Certains s'interrogent : pourquoi la République démocratique du Congo et pourquoi maintenant ?
La réponse tient d'abord à une donnée simple et rarement mise en avant : mon pays est le premier pays francophone du monde par le nombre de ses locuteurs. Aucune candidature à la tête de l'OIF ne peut aujourd'hui ignorer cette réalité démographique, appelée à peser plus lourd encore dans les décennies à venir.
Elle tient ensuite à une expérience institutionnelle : la RDC a traversé, en une génération, des transitions politiques majeures, une reconstruction économique exigeante et une diversification rapide de ses partenariats internationaux. Cette expérience de la transformation, souvent difficile, nourrit une compréhension fine de ce que signifie réformer une institution sans la fragiliser.
Elle tient enfin à une position diplomatique singulière. La RDC n'a instrumentalisé la Francophonie contre aucun autre État membre. Elle n'a jamais quitté les cercles de solidarité continentale auxquels elle appartient.
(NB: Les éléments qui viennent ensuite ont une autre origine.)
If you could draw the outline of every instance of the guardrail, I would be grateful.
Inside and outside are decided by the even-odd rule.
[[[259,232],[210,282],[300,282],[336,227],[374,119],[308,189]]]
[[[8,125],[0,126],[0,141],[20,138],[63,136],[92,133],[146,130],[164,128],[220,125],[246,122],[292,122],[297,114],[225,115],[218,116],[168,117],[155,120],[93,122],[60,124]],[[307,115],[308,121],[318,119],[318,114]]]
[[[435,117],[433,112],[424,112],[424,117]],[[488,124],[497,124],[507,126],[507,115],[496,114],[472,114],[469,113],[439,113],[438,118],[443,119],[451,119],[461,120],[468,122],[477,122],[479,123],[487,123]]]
Cette neutralité constructive est, je crois, un atout précieux au moment où l'organisation doit reconstruire la confiance avec plusieurs de ses membres, notamment au Sahel.
Une candidature congolaise, ce n'est pas une candidature qui déplacerait le centre de la Francophonie vers l'Afrique centrale. C'est une candidature qui rappelle que la légitimité à diriger cette organisation ne se mesure ni à la taille du budget national, ni à l'ancienneté diplomatique, mais à la capacité à représenter fidèlement la diversité et l'avenir démographique de notre espace commun.
Je porte cette candidature avec la conscience que la RDC a, historiquement, davantage reçu de la solidarité internationale qu'elle n'a pu, jusqu'ici, contribuer à façonner les grandes institutions multilatérales dont elle est pourtant membre depuis les indépendances.
Ce temps peut changer. Je souhaite que mon pays, à travers cette candidature, démontre qu'il a désormais les compétences, l'expérience et la vision pour contribuer pleinement à la direction d'une grande organisation internationale au bénéfice, non de la seule RDC, mais de l'ensemble de la communauté francophone.
Le poids démographique du français en République démocratique du Congo n'est pas un phénomène récent : il résulte d'un investissement de longue date dans l'enseignement en français, y compris dans des périodes économiquement difficiles pour le pays, où l'école publique a continué de jouer son rôle de vecteur linguistique malgré des moyens souvent limités. Cette continuité éducative, trop rarement mise en avant dans les discussions internationales sur l'avenir du français, constitue pourtant l'un des faits les plus significatifs de la démographie francophone contemporaine.
L'expérience institutionnelle congolaise, faite de transitions politiques complexes mais aussi de processus électoraux successifs organisés dans des conditions logistiques particulièrement exigeantes compte tenu de l'immensité du territoire, a développé au sein de l'administration congolaise une capacité de gestion de la complexité qui trouve un écho direct dans les défis de gouvernance auxquels l'OIF elle-même est confrontée, avec ses quatre-vingt-treize États membres aux réalités si diverses.
Je crois enfin que la candidature congolaise porte un message plus large sur la manière dont doit se distribuer le leadership au sein des grandes organisations internationales : non pas selon des logiques d'ancienneté diplomatique ou de puissance économique brute, mais selon la capacité réelle d'un État à représenter fidèlement la diversité et les évolutions démographiques de la communauté qu'il aspire à diriger.